Certains d’entre eux se font une gloire de dépenser leur argent avec discrétion et de donner d’importantes contributions pour créer une université, un musée, une bibliothèque, des bourses d’études. D’autres affichent un luxe tapageur, habitent des maisons trop gothiques, achètent des colifichets trop chers, bref manifestent des goûts de nouveaux riches.

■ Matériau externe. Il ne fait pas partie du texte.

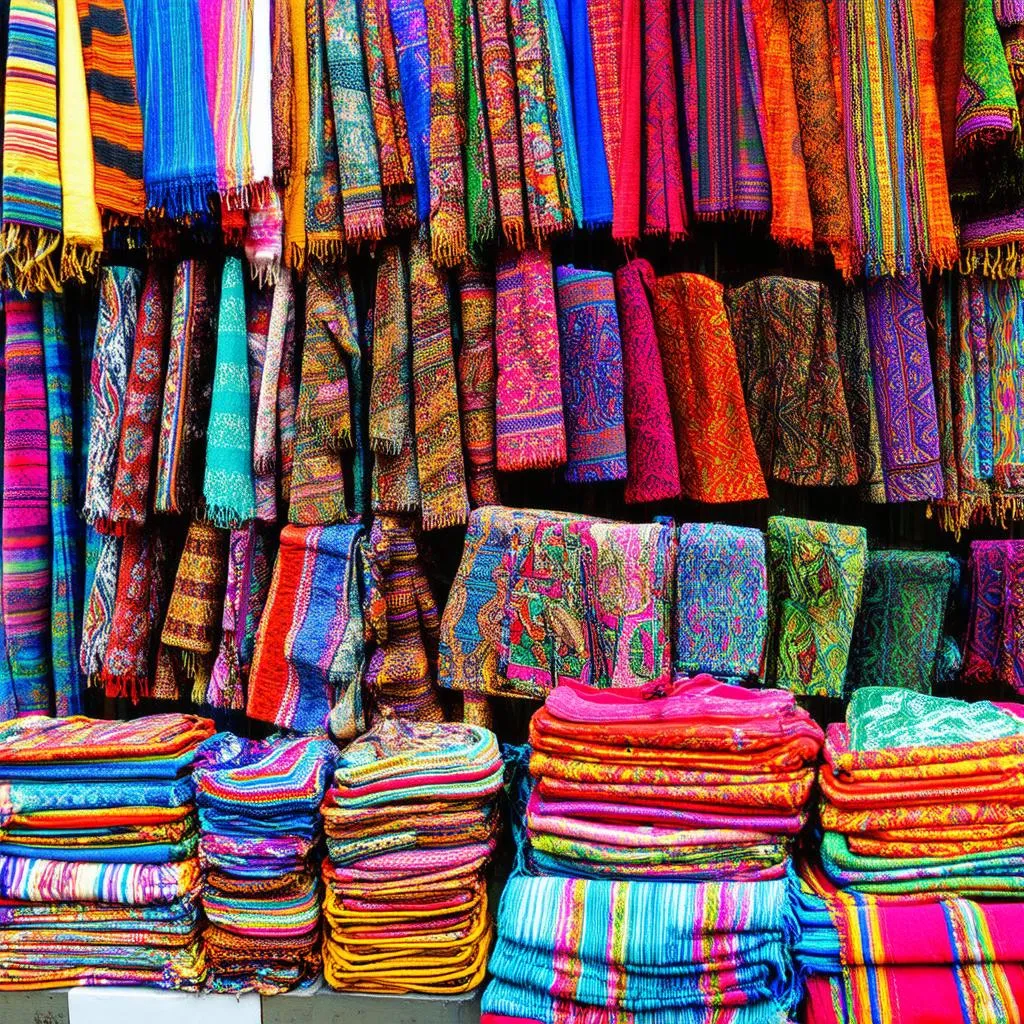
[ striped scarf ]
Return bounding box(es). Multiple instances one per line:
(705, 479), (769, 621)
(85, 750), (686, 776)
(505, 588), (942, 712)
(0, 307), (15, 722)
(282, 0), (309, 267)
(244, 187), (284, 285)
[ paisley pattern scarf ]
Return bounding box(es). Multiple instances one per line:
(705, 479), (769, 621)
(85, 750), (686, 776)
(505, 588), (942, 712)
(79, 530), (121, 680)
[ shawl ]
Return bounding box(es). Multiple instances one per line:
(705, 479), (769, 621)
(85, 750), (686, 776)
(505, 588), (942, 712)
(409, 238), (469, 529)
(160, 521), (229, 703)
(933, 276), (961, 530)
(766, 515), (867, 698)
(674, 523), (767, 681)
(271, 0), (293, 184)
(244, 286), (275, 523)
(555, 266), (627, 484)
(724, 277), (857, 487)
(615, 260), (680, 504)
(249, 0), (273, 194)
(204, 257), (257, 528)
(586, 0), (620, 208)
(455, 265), (500, 507)
(613, 0), (641, 240)
(2, 0), (61, 293)
(108, 265), (170, 529)
(277, 280), (298, 504)
(846, 550), (959, 695)
(956, 0), (1018, 148)
(681, 0), (770, 221)
(963, 540), (1024, 692)
(933, 0), (965, 167)
(282, 0), (310, 267)
(253, 274), (293, 494)
(651, 273), (767, 503)
(124, 0), (218, 218)
(75, 0), (146, 219)
(864, 276), (944, 502)
(41, 296), (83, 716)
(2, 294), (51, 714)
(79, 530), (121, 680)
(155, 260), (216, 516)
(288, 423), (347, 527)
(960, 208), (1024, 278)
(494, 247), (566, 472)
(244, 184), (284, 287)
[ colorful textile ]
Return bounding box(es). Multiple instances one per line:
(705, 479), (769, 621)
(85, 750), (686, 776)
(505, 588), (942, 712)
(964, 540), (1024, 693)
(282, 0), (310, 266)
(651, 272), (767, 503)
(957, 0), (1018, 147)
(253, 274), (293, 502)
(245, 188), (284, 284)
(767, 516), (867, 697)
(555, 266), (626, 484)
(78, 531), (121, 679)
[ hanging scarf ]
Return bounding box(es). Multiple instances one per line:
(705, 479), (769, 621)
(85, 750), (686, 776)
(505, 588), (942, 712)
(555, 266), (627, 484)
(109, 265), (170, 530)
(651, 272), (767, 503)
(79, 531), (120, 680)
(1005, 24), (1024, 81)
(933, 0), (964, 166)
(587, 0), (620, 207)
(724, 277), (858, 487)
(155, 260), (216, 516)
(41, 296), (83, 716)
(494, 247), (566, 471)
(244, 284), (276, 522)
(864, 276), (944, 502)
(2, 0), (61, 293)
(964, 540), (1024, 693)
(254, 273), (293, 510)
(161, 520), (229, 703)
(933, 277), (962, 531)
(612, 0), (641, 240)
(250, 0), (274, 193)
(244, 188), (283, 285)
(271, 0), (293, 185)
(124, 0), (218, 218)
(456, 265), (500, 507)
(323, 0), (387, 243)
(2, 295), (51, 714)
(409, 238), (469, 530)
(204, 257), (257, 528)
(0, 315), (15, 720)
(682, 0), (770, 221)
(283, 0), (310, 266)
(960, 208), (1024, 277)
(615, 260), (680, 504)
(957, 0), (1018, 148)
(75, 0), (146, 220)
(277, 284), (299, 504)
(83, 267), (141, 532)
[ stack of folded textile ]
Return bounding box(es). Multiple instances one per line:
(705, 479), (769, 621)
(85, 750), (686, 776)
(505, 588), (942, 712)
(194, 734), (335, 993)
(320, 719), (503, 994)
(0, 715), (213, 989)
(525, 676), (823, 880)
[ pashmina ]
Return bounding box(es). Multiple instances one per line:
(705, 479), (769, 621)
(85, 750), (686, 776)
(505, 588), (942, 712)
(75, 0), (147, 218)
(409, 239), (468, 529)
(1, 0), (61, 293)
(244, 183), (284, 286)
(766, 516), (867, 697)
(2, 295), (51, 714)
(651, 273), (767, 503)
(456, 265), (500, 507)
(277, 285), (299, 506)
(109, 264), (170, 529)
(124, 0), (218, 218)
(847, 550), (959, 695)
(542, 0), (583, 232)
(555, 266), (627, 484)
(681, 0), (770, 221)
(956, 0), (1018, 148)
(613, 0), (642, 240)
(960, 208), (1024, 278)
(79, 531), (121, 679)
(253, 274), (293, 490)
(249, 0), (273, 194)
(41, 296), (83, 716)
(155, 260), (216, 516)
(864, 276), (944, 502)
(246, 288), (277, 520)
(963, 540), (1024, 693)
(494, 247), (566, 471)
(674, 523), (767, 681)
(586, 0), (620, 206)
(724, 277), (857, 487)
(204, 257), (256, 528)
(271, 0), (293, 184)
(615, 260), (680, 503)
(288, 428), (348, 527)
(282, 0), (310, 266)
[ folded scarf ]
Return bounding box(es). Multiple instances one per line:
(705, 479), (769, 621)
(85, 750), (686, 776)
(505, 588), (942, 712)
(2, 294), (52, 713)
(1, 0), (61, 293)
(963, 539), (1024, 693)
(282, 0), (310, 267)
(75, 0), (146, 219)
(957, 0), (1018, 148)
(555, 266), (627, 484)
(651, 272), (767, 503)
(494, 247), (566, 471)
(204, 257), (257, 527)
(725, 277), (857, 487)
(125, 0), (218, 217)
(79, 531), (121, 680)
(766, 516), (867, 697)
(864, 276), (944, 502)
(109, 265), (170, 530)
(41, 296), (83, 716)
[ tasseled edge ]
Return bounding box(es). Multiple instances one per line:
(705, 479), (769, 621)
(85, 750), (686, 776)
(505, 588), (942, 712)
(297, 416), (353, 451)
(178, 648), (214, 705)
(248, 257), (281, 287)
(223, 177), (274, 212)
(421, 501), (470, 532)
(344, 207), (387, 246)
(501, 217), (526, 250)
(287, 240), (307, 273)
(431, 220), (468, 267)
(99, 669), (151, 704)
(993, 492), (1024, 526)
(60, 240), (102, 284)
(146, 177), (216, 221)
(307, 238), (346, 266)
(769, 222), (816, 253)
(1, 224), (62, 293)
(497, 431), (567, 473)
(960, 242), (1024, 279)
(204, 504), (256, 531)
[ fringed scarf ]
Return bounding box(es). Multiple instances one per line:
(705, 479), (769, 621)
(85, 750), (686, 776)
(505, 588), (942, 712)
(724, 277), (858, 487)
(494, 246), (566, 471)
(204, 257), (256, 528)
(110, 265), (170, 530)
(651, 272), (767, 503)
(83, 267), (141, 532)
(41, 296), (83, 716)
(958, 0), (1018, 148)
(250, 0), (274, 193)
(615, 260), (680, 504)
(155, 260), (216, 516)
(960, 208), (1024, 277)
(2, 0), (61, 293)
(409, 237), (469, 530)
(277, 284), (299, 505)
(864, 276), (944, 502)
(555, 266), (627, 484)
(79, 530), (120, 681)
(455, 265), (500, 507)
(271, 0), (293, 185)
(75, 0), (147, 219)
(245, 284), (276, 522)
(124, 0), (218, 218)
(283, 0), (310, 267)
(964, 540), (1024, 693)
(244, 187), (284, 284)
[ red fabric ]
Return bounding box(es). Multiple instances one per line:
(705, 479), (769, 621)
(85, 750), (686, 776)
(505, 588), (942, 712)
(612, 0), (642, 239)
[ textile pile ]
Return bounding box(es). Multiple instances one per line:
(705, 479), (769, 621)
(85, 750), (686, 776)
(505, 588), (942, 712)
(320, 719), (503, 993)
(194, 733), (335, 993)
(0, 714), (213, 989)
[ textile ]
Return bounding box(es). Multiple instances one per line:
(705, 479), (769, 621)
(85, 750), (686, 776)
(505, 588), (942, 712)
(964, 540), (1024, 693)
(78, 531), (121, 679)
(249, 0), (273, 193)
(282, 0), (310, 266)
(957, 0), (1018, 147)
(253, 274), (293, 501)
(245, 188), (284, 284)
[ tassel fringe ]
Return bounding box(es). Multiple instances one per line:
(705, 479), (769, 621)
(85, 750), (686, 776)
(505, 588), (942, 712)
(1, 224), (62, 293)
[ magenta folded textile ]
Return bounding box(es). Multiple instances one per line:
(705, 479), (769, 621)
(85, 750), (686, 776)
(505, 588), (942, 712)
(324, 840), (496, 881)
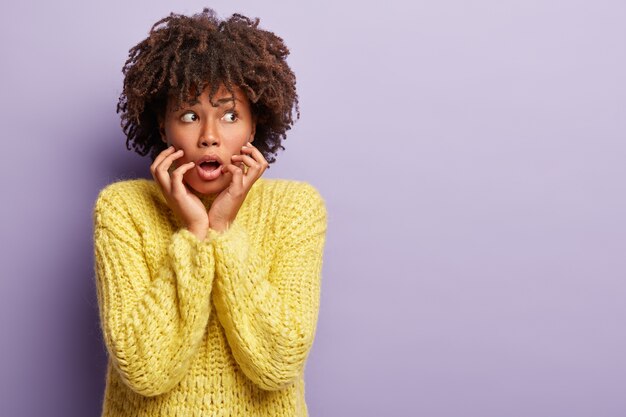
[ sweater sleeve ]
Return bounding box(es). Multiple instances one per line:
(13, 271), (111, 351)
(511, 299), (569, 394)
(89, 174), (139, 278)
(207, 183), (327, 391)
(93, 187), (215, 397)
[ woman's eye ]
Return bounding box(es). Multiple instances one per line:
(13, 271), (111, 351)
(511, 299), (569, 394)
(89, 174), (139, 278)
(223, 111), (238, 123)
(180, 112), (198, 123)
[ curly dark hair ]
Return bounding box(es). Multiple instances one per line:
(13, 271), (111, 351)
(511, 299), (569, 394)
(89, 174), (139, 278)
(116, 7), (300, 164)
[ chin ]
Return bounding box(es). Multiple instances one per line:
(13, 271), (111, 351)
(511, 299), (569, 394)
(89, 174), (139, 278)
(185, 174), (229, 196)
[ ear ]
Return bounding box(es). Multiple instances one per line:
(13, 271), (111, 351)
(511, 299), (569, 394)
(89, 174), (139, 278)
(249, 115), (257, 143)
(157, 116), (167, 144)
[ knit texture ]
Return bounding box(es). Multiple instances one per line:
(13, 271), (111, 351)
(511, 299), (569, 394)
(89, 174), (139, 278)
(92, 177), (327, 417)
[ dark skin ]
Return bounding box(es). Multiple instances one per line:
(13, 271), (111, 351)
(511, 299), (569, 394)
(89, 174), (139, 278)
(118, 9), (300, 165)
(118, 9), (299, 239)
(150, 84), (269, 240)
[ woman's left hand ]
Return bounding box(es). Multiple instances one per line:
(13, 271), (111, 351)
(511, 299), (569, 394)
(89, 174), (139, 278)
(208, 142), (269, 233)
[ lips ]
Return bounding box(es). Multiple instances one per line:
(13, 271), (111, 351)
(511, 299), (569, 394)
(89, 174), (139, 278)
(196, 154), (223, 172)
(195, 154), (223, 181)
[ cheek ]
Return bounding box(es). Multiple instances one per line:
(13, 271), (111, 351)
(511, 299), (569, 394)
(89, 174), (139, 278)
(223, 135), (247, 152)
(163, 126), (179, 145)
(165, 127), (193, 149)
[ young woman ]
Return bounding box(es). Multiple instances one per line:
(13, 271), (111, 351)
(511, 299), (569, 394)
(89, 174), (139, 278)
(93, 8), (327, 417)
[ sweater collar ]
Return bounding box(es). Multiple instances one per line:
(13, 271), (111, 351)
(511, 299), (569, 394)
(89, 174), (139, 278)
(149, 179), (217, 210)
(150, 178), (264, 210)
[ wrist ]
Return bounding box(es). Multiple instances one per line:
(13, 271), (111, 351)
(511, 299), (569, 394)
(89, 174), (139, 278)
(209, 220), (231, 233)
(187, 223), (208, 240)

Pourtant, les hommes d’affaires réclament l’intervention fédérale dans deux domaines. Ils veulent être protégés par de solides barrières douanières contre leurs concurrents étrangers : quand les républicains sont au pouvoir, le tarif n’est jamais trop haut. Ils souhaitent aussi une monnaie solide qui leur permette de dominer l’économie américaine et de faire bonne figure dans la communauté internationale. Ils obtiennent la démonétisation de l’argent, en consentant par la suite quelques avantages aux bimétallistes ; ils font retirer de la circulation les billets à dos vert (les greenbacks), qui datent de la guerre civile et sont dépréciés.

• Le monde rural subit les contrecoups de cette évolution. Certes, l’agriculture progresse, elle aussi. De 1870 à 1900, la production de blé passe de 255 millions à 600 millions de boisseaux ; celle de maïs et de coton augmente dans les mêmes proportions. Cela s’explique par l’extension des surfaces cultivées. Les Grandes Plaines sont alors colonisées par des fermiers sédentaires, qui succèdent aux cow-boys. Le recensement de 1890 confirme cette évolution : il n’y a plus de Frontière. La productivité a également augmenté : de nouvelles machines sont utilisées ; pour les acheter, le fermier s’endette, donc se livre davantage encore à la monoculture.